Ein noch lebender Wagnermeister von Schöngeising kann davon erzählen. Als er von Gilching herüber durch den Kreuzwald ging, kam es daher in den Lüften mit Rauschen und Schreien, Schießen und Hundegebell. Der Mann, wohl wissend, daß das wilde Gejaid dem nichts anhaben könne, der sich schnell zu Boden werfe, legte sich stracks auf's Gesicht und ließ den wilden Jäger über sich hinziehen. Es geschah ihm auch weiter nichts, während mancher, der diese Vorsicht nicht gebrauchte, vom stürmenden Getümmel mit fort durch die Lüfte gerissen und weit weg erst wieder niedergesetzt wurde, manchmal auch hoch herabstürzend den Hals brach.

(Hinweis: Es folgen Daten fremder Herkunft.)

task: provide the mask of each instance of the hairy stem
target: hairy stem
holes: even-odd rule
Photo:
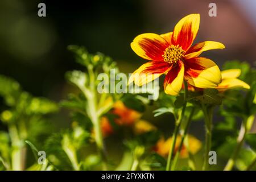
[[[185,126],[185,129],[184,130],[184,133],[181,136],[181,140],[180,145],[179,146],[178,150],[177,150],[177,153],[176,154],[175,156],[174,159],[174,163],[172,165],[172,168],[171,168],[172,171],[175,169],[175,168],[176,168],[176,166],[177,164],[177,160],[180,156],[180,151],[181,151],[182,147],[183,146],[184,140],[185,139],[185,138],[187,136],[187,134],[188,134],[188,129],[189,128],[190,123],[191,123],[192,118],[193,117],[194,111],[195,111],[195,107],[193,107],[192,109],[192,110],[189,114],[189,116],[188,117],[188,121],[187,122],[187,125]]]
[[[243,144],[243,142],[245,140],[245,135],[247,132],[251,129],[252,121],[254,119],[254,115],[251,115],[247,118],[242,123],[240,128],[240,131],[239,131],[239,135],[237,139],[237,146],[233,153],[231,158],[228,161],[228,163],[225,167],[225,171],[230,171],[233,169],[234,167],[236,160],[237,159],[239,152]]]
[[[204,104],[202,104],[202,109],[204,113],[205,122],[205,150],[204,154],[204,160],[203,165],[203,170],[209,169],[209,152],[210,151],[212,146],[212,122],[213,107],[210,106],[207,107]]]
[[[184,85],[185,85],[185,92],[184,94],[184,104],[182,108],[181,114],[180,116],[179,117],[179,119],[175,122],[175,127],[174,129],[174,134],[172,135],[172,144],[171,145],[171,148],[169,151],[169,154],[168,155],[168,159],[167,159],[167,164],[166,165],[166,171],[169,171],[171,169],[171,162],[172,162],[172,155],[174,153],[174,150],[175,148],[175,144],[176,144],[176,140],[177,139],[177,136],[179,134],[179,130],[180,127],[180,124],[181,121],[183,121],[184,115],[185,115],[185,110],[187,106],[187,98],[188,95],[188,84],[185,82],[185,81],[184,81]]]
[[[89,115],[93,123],[95,132],[95,141],[102,160],[102,169],[107,170],[107,161],[106,151],[103,142],[102,134],[101,128],[100,119],[97,113],[97,93],[95,90],[95,76],[92,67],[88,66],[88,73],[90,78],[90,97],[87,98]]]

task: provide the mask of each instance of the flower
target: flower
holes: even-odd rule
[[[215,89],[219,92],[225,92],[228,89],[234,88],[244,88],[250,89],[250,85],[241,80],[237,78],[241,75],[241,69],[230,69],[222,71],[221,72],[221,82]],[[184,88],[184,85],[183,86]],[[190,91],[202,91],[201,88],[193,86],[188,84],[188,89]]]
[[[129,84],[134,81],[141,86],[166,73],[164,89],[168,94],[177,95],[184,79],[198,88],[217,86],[221,80],[218,66],[211,60],[199,56],[203,51],[223,49],[225,46],[219,42],[205,41],[191,47],[199,23],[200,15],[190,14],[177,23],[173,32],[137,36],[131,43],[131,48],[138,56],[150,61],[132,74]]]
[[[241,69],[230,69],[221,72],[221,82],[216,87],[219,92],[224,92],[228,89],[242,88],[250,89],[250,85],[237,78],[241,75]]]
[[[115,121],[119,125],[131,125],[141,117],[141,113],[127,107],[120,101],[117,101],[114,104],[112,113],[119,117],[119,118],[115,119]]]
[[[196,154],[201,147],[201,142],[198,140],[196,138],[188,135],[188,146],[189,147],[189,152],[192,154]],[[175,147],[174,148],[174,154],[176,154],[179,149],[179,147],[181,141],[181,136],[178,135],[176,140]],[[158,154],[162,155],[163,157],[167,157],[169,154],[169,151],[170,150],[170,146],[172,142],[172,138],[170,137],[166,140],[164,140],[163,138],[161,138],[157,142],[156,146],[154,147],[155,151]],[[186,158],[188,156],[188,150],[183,145],[180,151],[180,157],[181,158]]]
[[[118,118],[114,119],[114,122],[119,126],[131,126],[141,117],[141,113],[127,107],[121,101],[114,104],[113,109],[110,113],[118,116]],[[100,122],[103,136],[107,136],[114,132],[114,129],[107,117],[101,117]]]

In der hintern Riß, an die vordere in Bayern angrenzend, geschah es, daß ein alter gesetzter Mann einst im nächtlichen Dunkel seines Weges dahinschritt und zwar auf einem Pflichtgange, welches gar ein trefflicher Schutz ist gegen Geisterspuck. Mit einemmal hört er ein Gepfeife wie von Schlangen, dann Raubvogelgeschrei, dann Hundegebell und Katzenmiauen, Gewieher von Rossen und zahlloser gespenstiger Jäger Hallo und Hurrahruf und Peitschenknall und über des Mannes Weg hin zog das Wildg'fahr (so heißt das Wildgejaid in Tyrol) mit all seinen Schrecken in lange andauerndem Zuge. Der Mann warf sich bei Zeiten auf den Boden nieder, streckte seine Gliedmaßen kreuzweis und betete mehr als ein Vaterunser. Sausend ging's im Sturm über ihn und so stark war der Luftdruck, daß er nicht anders meinte, als es werde ihm von einer Eisenhand das Gesicht fest an den Boden gedrückt, daß er zu ersticken befürchtete. Nachdem es endlich still geworden und er sich erholte, thaten ihm alle Rippen weh und war ihm als habe er die Last einer Welt auf seinen Schultern getragen.v. Alpenburg, Mythen und Sagen Tyrols.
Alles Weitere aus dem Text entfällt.